In patients with heel pressure ulcers, application of a multi-layer polyurethane foam dressing with

a silicone border to volunteers with healthy skin decreased the interface pressure between the heel and a standard viscoelastic hospital mattress. A multi-layer foam hydrocellular prophylactic dressing also showed good effect in a long-term care setting when compared to simple protective bandaging.

A recent study examined the impact of a newly introduced multi-layer polyurethane foam dressing on efficiency and quality of care in routine clinical practice in a Spanish community setting. Between November 2017 and March 2019, the study was carried out in 24 primary care centers and 6 nursing homes throughout four Spanish regions.

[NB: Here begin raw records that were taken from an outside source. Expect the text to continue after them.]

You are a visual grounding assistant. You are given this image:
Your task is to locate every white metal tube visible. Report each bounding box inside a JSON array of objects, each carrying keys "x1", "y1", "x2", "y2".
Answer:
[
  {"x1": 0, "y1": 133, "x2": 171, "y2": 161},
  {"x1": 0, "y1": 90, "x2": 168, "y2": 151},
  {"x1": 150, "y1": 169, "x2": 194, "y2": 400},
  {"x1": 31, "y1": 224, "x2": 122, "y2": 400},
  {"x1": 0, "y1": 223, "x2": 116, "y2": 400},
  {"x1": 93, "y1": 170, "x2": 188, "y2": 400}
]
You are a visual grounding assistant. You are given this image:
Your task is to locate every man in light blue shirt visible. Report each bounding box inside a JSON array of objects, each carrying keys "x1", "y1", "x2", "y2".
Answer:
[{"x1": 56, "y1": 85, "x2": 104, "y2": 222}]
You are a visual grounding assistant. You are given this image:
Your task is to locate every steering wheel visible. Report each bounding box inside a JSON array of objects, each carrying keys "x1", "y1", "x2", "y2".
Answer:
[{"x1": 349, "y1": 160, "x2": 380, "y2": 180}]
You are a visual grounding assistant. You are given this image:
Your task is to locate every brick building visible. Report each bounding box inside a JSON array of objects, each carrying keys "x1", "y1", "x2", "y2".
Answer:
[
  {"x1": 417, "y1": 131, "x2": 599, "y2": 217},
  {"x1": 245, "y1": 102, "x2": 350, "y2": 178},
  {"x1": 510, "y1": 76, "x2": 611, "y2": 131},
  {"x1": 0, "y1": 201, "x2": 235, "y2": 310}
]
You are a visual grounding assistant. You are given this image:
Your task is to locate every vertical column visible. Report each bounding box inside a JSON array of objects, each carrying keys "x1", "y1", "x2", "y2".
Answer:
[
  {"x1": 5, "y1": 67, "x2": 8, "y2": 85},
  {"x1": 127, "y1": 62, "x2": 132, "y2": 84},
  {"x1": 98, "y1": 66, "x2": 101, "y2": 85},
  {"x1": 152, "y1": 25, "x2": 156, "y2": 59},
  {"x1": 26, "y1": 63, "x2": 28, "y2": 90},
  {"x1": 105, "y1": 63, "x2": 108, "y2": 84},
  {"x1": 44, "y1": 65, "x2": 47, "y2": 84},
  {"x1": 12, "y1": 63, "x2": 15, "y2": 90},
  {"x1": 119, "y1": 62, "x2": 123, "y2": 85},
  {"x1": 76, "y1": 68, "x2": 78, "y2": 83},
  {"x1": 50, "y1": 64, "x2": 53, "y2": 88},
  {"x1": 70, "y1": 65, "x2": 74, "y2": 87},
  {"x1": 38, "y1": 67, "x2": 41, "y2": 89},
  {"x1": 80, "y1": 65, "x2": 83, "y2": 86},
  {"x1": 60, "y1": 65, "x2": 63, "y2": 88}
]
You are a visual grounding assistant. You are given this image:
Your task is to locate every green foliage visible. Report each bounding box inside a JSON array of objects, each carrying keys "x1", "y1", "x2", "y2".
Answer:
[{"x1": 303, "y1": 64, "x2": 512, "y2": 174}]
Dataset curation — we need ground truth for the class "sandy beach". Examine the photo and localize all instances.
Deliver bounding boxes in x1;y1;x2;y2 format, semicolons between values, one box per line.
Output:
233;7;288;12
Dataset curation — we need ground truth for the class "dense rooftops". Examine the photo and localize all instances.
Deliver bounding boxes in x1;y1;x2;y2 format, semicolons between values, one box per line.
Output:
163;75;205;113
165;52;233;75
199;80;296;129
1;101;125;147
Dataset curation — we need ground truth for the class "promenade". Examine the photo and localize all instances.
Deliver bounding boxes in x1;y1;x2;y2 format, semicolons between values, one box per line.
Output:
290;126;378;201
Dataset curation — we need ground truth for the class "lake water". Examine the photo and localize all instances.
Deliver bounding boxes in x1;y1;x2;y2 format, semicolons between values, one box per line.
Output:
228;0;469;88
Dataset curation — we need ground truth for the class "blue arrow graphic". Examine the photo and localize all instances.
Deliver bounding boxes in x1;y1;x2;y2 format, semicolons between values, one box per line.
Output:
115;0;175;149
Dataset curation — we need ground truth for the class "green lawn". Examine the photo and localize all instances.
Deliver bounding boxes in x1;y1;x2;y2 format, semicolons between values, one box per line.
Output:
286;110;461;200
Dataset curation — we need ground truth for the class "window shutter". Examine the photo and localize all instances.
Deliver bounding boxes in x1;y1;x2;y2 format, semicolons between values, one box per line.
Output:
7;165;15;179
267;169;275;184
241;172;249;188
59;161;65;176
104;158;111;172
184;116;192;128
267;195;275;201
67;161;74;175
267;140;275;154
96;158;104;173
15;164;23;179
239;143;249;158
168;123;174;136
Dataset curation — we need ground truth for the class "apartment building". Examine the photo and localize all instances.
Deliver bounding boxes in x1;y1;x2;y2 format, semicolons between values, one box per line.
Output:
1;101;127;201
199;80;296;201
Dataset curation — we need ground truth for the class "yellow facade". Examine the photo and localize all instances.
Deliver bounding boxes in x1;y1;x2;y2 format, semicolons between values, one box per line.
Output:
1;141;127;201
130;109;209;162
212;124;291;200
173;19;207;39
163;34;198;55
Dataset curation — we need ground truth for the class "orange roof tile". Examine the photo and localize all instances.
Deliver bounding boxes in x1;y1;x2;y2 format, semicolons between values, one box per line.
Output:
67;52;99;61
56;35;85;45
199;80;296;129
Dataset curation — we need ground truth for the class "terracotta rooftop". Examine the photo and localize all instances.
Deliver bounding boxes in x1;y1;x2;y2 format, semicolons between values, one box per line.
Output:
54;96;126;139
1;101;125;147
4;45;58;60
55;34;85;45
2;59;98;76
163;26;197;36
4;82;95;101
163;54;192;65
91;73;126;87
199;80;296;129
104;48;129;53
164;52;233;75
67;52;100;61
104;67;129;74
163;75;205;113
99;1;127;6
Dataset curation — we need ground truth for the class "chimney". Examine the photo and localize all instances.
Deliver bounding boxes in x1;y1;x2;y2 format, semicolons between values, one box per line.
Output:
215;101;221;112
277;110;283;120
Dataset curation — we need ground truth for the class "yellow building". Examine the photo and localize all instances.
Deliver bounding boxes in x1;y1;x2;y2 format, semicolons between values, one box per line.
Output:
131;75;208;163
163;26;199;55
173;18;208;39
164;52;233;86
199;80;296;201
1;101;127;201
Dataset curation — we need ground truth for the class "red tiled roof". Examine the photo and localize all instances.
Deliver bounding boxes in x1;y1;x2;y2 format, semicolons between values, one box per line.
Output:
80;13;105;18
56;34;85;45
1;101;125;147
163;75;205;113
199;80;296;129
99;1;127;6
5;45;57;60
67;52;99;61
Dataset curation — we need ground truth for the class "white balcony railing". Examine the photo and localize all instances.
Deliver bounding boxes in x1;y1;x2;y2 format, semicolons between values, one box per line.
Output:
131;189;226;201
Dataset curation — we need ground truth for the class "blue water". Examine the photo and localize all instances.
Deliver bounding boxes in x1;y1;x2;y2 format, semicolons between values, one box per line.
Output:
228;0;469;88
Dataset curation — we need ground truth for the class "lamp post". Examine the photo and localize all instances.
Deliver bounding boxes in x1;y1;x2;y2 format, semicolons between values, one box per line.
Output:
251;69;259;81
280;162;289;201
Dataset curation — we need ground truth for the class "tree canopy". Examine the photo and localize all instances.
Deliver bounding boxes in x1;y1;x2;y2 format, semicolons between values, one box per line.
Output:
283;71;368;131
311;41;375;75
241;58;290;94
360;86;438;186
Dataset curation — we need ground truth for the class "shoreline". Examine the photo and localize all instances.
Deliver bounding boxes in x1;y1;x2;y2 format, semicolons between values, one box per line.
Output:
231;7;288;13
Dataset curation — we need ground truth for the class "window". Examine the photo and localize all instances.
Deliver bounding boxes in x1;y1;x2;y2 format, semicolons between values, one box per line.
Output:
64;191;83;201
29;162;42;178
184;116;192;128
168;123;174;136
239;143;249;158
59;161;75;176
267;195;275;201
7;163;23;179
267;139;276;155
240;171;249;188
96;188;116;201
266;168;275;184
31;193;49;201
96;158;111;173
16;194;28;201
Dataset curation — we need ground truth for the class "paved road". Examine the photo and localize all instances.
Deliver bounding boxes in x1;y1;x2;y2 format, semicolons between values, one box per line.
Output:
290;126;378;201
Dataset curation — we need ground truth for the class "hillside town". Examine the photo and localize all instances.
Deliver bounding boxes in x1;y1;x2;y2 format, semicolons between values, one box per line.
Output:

The study found that the mean number of dressing changes was significantly reduced with the study dressing from 3.14 ± 1.77 changes per week to 1.66 ± 0.87 (P < .001), a 47.1% reduction in frequency. Wound area significantly reduced from 9.90 ± 19.62 cm2 to 7.10 ± 24.33 cm2. In addition, a 58.7% reduction in weekly costs was achieved with the intervention. Patients and providers agreed that their satisfaction with wound care improved.

CONCLUSION

Chronic wounds have a tremendous impact on the evolving science of wound care, proving especially troublesome for elderly patients with underlying conditions such as diabetes. An over-reliance on standard of care is not helpful, given the availability of chronic wound dressing solutions such as negative pressure wound therapy and multi-layer polyurethane foam dressings, the utility of which has been proven by numerous studies.